In Figure 1 it can be seen that the between-test-specimen, repeatability, and reproducibility standard deviations all approximately follow straight lines, so that it is possible to summarise the results by fitting the functional relations shown in the figure.
The draft CEN Standard quotes values of r = 0.04 and R = 0.26 for an 8/16mm homogeneous aggregate, but does not state the level (i.e. average FTV) at which these results were obtained. From Figure 1 it can be seen that the precision of the test depends very much on the level, so that it is not possible to compare the results obtained in this experiment with those given in the draft Standard.

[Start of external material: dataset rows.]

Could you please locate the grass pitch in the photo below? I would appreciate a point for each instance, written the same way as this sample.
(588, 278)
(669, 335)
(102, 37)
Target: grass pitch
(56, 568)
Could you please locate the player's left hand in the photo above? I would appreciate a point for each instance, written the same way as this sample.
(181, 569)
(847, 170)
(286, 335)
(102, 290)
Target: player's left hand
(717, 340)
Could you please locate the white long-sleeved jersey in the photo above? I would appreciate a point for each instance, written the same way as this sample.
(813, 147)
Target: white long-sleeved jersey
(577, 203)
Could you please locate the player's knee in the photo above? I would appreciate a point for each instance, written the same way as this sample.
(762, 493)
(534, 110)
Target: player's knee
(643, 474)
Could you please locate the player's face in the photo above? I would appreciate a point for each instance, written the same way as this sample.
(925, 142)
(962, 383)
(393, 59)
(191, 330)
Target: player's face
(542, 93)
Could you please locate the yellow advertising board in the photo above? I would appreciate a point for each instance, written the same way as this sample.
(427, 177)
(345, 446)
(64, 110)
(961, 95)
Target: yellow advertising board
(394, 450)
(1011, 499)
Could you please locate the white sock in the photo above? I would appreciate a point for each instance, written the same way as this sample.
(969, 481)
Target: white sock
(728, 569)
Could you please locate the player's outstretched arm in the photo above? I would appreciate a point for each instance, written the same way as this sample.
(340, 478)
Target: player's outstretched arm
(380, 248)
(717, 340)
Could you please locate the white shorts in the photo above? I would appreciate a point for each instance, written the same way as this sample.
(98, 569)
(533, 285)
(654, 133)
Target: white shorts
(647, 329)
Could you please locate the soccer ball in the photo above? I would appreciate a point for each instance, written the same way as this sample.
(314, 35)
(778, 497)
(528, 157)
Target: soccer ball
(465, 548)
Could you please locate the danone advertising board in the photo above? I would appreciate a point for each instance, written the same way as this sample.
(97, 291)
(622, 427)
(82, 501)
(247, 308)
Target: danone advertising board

It has been argued (J»rck, Sym and Powell, 1994. A study of mechanical tests of aggregates. Green Land Reclamation Ltd Report GLR 3036/03a.) that the reproducibility standard deviation of a mechanical test, when expressed as a coefficient of variation, should be no more than about 8%, if the test method is to be used to assess the compliance of aggregates with specifications. Because specified Freeze/Thaw values are upper limits, as with mechanical tests, the criterion may also be applied to the Freeze/Thaw test. The results in Table 3 show that the reproducibility of the Freeze/Thaw test fails to meet this criterion by a wide margin.
It is possible that the reproducibility found in this experiment is poorer than is achieved with the DIN test method when it is used by experienced German laboratories. If this is so, then proficiency testing as recommended above will enable laboratories in other countries to measure and improve their performance.
The draft CEN test method contains requirements for the temperature inside a can in the middle of the freezing cabinet. However, it is surprising that the method contains no other calibration requirements for the cabinet. It is possible for the temperature at other points in the cabinet to be significantly different from those at the middle, if the air is not circulated effectively. This could be checked by placing thermocouples (in air) at several points around the interior. It would also add confidence to the results if laboratories were required to report the cooling curve achieved in the central can with every set of results.
The result of a freeze/thaw test is likely to be sensitive to details of the way the test is carried out, such as the rates of cooling at various points in the cooling cycle, and the minimum temperatures achieved. It would be of interest to carry out ruggedness trials to establish the sensitivity of the test results to variations in these details. Such trials would show where tolerances in the method specification need to be tightened up to improve the reproducibility of the test.
The reproducibility of a test method cannot be smaller than its repeatability. The repeatability coefficients of variation in Table 3 all exceed 8% , so it will not be possible to achieve reproducibility coefficients of variation below 8% without improving the repeatability of the test. The repeatability of the Freeze/Thaw test has two components: the between-test-specimen variation (which can be checked using the critical range Wc), and the between-run variation (which can be checked using the repeatability limit r1). Methods for doing these checks in practice are outlined in the general section on repeatability checks. If the application of these checks does not produce the improvement that is needed, then it will be necessary to consider steps such as increasing the number of test-specimens, or tightening up the tolerances in the method so as to reduce the run to run variability.
Note that the importance of reproducibility will depend on the level of the results given by an aggregate. Thus if an upper limit of a FTV of 1.0% is imposed, then from the histogram of laboratory averages in Figure 1, it can be seen that, for the aggregate used as Level 1 in this experiment, it will not matter which laboratory does the test, it will comply. Likewise if an upper limit of 2% were to be applied to the aggregate used for Level 2, again it does not matter who does the test (provided that one does not choose Laboratories B or H). However, if an upper limit of 4% is applied to the aggregate used for Level 3, then it matters very much where the aggregate is tested. When the reproducibility is as high as found in this experiment, producers will have to supply materials that give results well below the specification limit so that the risk that a laboratory will report a non-complying result is small.